Papers by Author: Fei Bin Hsiao

Abstract: Nano-imprinting Lithography (NIL) has been considered as the most promising technique for nano-scaled fabrication and patterning. Recently, a new approach known as Laser-Assisted Direct Imprinting(LADI) has been proposed and demonstrated as an even more efficient way for direct nanofabrication and nanopatterning. In this study, we focused on silicon materials and utilized a single KrF excimer laser pulse (248 nm wavelength and 30 ns pulse duration) as the heating source. Molds of micro-scaled size have been prepared using conventional photolithography techniques. A working platform based on an Excimer Laser Micro-Machining system is constructed for LADI process. The influence of laser fluence and the imprinted pressure on the resulting structures was verifying by varying the laser fluence (1.0 ~ 1.2 J/cm2) and the imprinted load (3 ~ 9kg). The results have shown that the morphology and the imprinted depth were directly related to the laser fluence and the imprinted pressure. Quantitative data are obtained and will be addressed.

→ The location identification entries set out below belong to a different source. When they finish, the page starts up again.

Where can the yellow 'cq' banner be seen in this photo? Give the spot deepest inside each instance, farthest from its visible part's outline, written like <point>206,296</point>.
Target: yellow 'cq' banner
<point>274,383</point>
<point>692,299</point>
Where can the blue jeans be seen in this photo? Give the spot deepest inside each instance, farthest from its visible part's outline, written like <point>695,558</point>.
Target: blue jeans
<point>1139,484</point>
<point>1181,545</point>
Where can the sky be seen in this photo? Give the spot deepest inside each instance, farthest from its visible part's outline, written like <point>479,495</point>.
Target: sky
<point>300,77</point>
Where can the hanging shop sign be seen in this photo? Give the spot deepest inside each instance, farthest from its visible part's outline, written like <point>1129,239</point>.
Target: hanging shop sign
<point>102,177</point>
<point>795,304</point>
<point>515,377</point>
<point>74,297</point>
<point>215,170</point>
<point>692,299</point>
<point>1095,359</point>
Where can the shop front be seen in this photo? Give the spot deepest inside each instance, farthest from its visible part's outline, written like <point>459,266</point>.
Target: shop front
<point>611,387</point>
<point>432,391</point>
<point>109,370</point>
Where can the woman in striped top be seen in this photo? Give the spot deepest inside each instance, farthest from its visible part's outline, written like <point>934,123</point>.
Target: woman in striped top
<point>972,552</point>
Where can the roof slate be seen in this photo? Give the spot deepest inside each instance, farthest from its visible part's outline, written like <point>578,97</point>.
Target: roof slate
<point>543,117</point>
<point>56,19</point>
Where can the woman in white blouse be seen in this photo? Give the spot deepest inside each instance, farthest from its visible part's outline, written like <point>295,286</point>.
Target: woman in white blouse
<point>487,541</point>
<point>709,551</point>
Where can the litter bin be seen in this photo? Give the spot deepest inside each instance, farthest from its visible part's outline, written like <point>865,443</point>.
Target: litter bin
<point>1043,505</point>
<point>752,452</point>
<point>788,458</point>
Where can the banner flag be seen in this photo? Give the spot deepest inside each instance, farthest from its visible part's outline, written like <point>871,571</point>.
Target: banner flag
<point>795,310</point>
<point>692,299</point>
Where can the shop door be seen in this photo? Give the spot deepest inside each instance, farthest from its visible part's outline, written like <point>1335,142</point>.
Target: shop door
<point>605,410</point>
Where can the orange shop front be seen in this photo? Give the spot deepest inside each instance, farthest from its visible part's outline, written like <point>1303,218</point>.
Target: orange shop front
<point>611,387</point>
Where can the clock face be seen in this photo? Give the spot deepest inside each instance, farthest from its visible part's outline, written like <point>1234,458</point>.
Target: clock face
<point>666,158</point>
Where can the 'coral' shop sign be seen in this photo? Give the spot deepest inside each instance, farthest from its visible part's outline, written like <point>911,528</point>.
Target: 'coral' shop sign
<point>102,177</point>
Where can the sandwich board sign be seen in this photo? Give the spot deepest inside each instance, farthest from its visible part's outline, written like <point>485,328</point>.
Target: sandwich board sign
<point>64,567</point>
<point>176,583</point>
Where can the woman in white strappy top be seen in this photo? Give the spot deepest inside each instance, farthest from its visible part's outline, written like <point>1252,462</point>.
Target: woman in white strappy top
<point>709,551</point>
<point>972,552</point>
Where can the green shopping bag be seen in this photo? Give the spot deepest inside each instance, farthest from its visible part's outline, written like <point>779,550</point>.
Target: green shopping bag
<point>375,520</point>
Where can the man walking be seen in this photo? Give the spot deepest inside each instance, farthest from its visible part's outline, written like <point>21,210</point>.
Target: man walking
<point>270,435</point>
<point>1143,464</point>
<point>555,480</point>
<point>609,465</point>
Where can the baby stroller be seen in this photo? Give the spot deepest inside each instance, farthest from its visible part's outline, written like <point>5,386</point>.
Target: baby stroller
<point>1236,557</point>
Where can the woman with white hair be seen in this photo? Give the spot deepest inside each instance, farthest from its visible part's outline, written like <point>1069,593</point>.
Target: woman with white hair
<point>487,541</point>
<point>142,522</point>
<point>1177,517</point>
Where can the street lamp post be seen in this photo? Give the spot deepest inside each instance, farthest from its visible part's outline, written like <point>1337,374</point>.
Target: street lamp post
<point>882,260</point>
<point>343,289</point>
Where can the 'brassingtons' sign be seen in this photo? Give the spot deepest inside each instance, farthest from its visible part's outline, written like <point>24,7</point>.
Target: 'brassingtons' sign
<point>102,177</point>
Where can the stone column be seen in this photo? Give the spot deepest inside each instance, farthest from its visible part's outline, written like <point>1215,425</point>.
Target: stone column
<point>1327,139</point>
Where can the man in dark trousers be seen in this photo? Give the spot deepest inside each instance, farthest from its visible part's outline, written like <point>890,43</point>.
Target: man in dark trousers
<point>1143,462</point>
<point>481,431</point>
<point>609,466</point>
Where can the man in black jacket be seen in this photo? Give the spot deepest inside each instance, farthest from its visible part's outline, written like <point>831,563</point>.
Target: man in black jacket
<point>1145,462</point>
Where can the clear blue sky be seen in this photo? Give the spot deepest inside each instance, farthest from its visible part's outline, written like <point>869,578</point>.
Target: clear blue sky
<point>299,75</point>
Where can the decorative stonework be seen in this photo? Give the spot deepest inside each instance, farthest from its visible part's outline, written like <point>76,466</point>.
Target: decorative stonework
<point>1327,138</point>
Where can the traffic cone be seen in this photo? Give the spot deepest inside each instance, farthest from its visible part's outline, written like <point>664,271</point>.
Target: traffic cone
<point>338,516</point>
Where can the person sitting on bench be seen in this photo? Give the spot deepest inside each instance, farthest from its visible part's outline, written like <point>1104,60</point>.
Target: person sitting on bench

Abstract: In this paper, we report a method for determining the residual thickness of resist layer during e-beam lithography processes. The method is based on the energy dispersive x-ray spectroscopic (EDS) measurements on a silicon substrate deposited with a PMMA layer. The PMMA layer acts as the resist layer in e-beam lithography. From a calibration test, an empirical relationship is established between the EDS signal, electron energy, and PMMA film thickness. Form this empirical relationship the residual PMMA layer thickness after e-beam exposure and developing can be determined within an accuracy of 83%, which is very important to the subsequent etching processes. An important feature of the proposed method is that its lateral resolution depends only on the focused e-beam spot size and can be in the order of nm. With such resolution, the thickness of the resist layer under few nm line width can be measured. The proposed method to estimate the residual resist layer thickness plays a vital role in nano-fabrication or nano-patterning based on e-beam lithography technology.